Seguito il laterale polacco Reca. Caccia ad un bomber da affiancare ad Antenucci

FERRARA. Rimanga Leonardo, oppure arrivi uno tra Giovanni e Davide, è chiaro che la Spal cercherà di costruire la nuova squadra poggiandosi sullo zoccolo duro che tante soddisfazioni ha regalato a Ferrara. Mister Semplici pare stuzzicato dall’idea Bologna, giocoforza la società sta esplorando le alternative: all’ultimo fixing di ieri sera pare avvantaggiato Giovanni Stroppa, un filo indietro Davide Nicola. Chiunque sia il conducator biancazzurro, probabile che non metta in discussione alcune certezze maturate durante la stagione. Probabile che la difesa a “tre” non venga ridisegnata, quindi il terzetto Cionek-Vicari-Felipe potrebbe ripresentarsi compatto al via della prossima annata. Tutto sommato non una brutta base di partenza per il ds Vagnati che dovrà, comunque, rinfoltire il reparto perché né Salamon e né Vaisanen possono considerarsi riconfermabili.

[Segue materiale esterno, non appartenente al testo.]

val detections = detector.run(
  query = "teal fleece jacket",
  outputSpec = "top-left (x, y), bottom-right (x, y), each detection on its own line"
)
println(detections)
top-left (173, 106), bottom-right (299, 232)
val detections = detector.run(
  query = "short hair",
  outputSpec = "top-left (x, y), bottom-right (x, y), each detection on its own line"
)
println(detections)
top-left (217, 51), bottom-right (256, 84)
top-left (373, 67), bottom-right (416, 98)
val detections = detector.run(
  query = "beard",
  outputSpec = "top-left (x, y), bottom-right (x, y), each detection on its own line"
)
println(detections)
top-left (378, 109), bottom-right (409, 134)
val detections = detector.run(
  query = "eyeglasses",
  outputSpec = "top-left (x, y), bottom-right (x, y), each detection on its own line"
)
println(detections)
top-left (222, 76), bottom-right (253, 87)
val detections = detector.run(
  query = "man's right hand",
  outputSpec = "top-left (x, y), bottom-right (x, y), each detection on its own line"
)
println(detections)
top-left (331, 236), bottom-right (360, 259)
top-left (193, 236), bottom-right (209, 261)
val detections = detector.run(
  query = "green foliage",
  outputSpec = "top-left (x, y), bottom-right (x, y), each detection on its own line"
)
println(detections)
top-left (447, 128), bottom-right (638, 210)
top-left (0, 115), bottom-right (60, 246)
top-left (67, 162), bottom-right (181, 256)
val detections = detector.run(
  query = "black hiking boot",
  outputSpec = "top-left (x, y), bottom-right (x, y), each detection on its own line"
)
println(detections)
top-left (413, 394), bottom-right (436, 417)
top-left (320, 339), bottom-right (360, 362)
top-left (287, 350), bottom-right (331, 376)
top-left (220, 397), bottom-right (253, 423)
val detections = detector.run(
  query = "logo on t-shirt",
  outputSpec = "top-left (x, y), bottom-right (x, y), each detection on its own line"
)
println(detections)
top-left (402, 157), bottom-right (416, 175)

L’idea, dopo un formativo anno di apprendistato, è che per un altro salto di qualità sarà indispensabile bloccare i big di questa stagione e inserire calciatori esperti ma con una abbondante dose di fisicità. Insomma, aumentare le potenzialità della panchina per dare all’allenatore una più ampia possibilità di scelta. Tenere sempre alto il livello medio ed essere meno in balìa di infortuni o squalifiche. Quindi nessun futuro spallino per i vari Pa Konate e Dramè, giusto per fare qualche nome. Schiavon è a fine contratto e saluta, Borriello ha il contratto ma a Ferrara non è più proponibile. Sarà dura transare e il “caso” rischia di trascinarsi a lungo. Ma che alla Spal serva una punta è chiaro. Antenucci è super, Floccari rimarrà. Con Paloschi il discorso sarà tutto da farsi, ma indipendentemente da “Paloschino” o meno un elemento tosto là davanti servirà.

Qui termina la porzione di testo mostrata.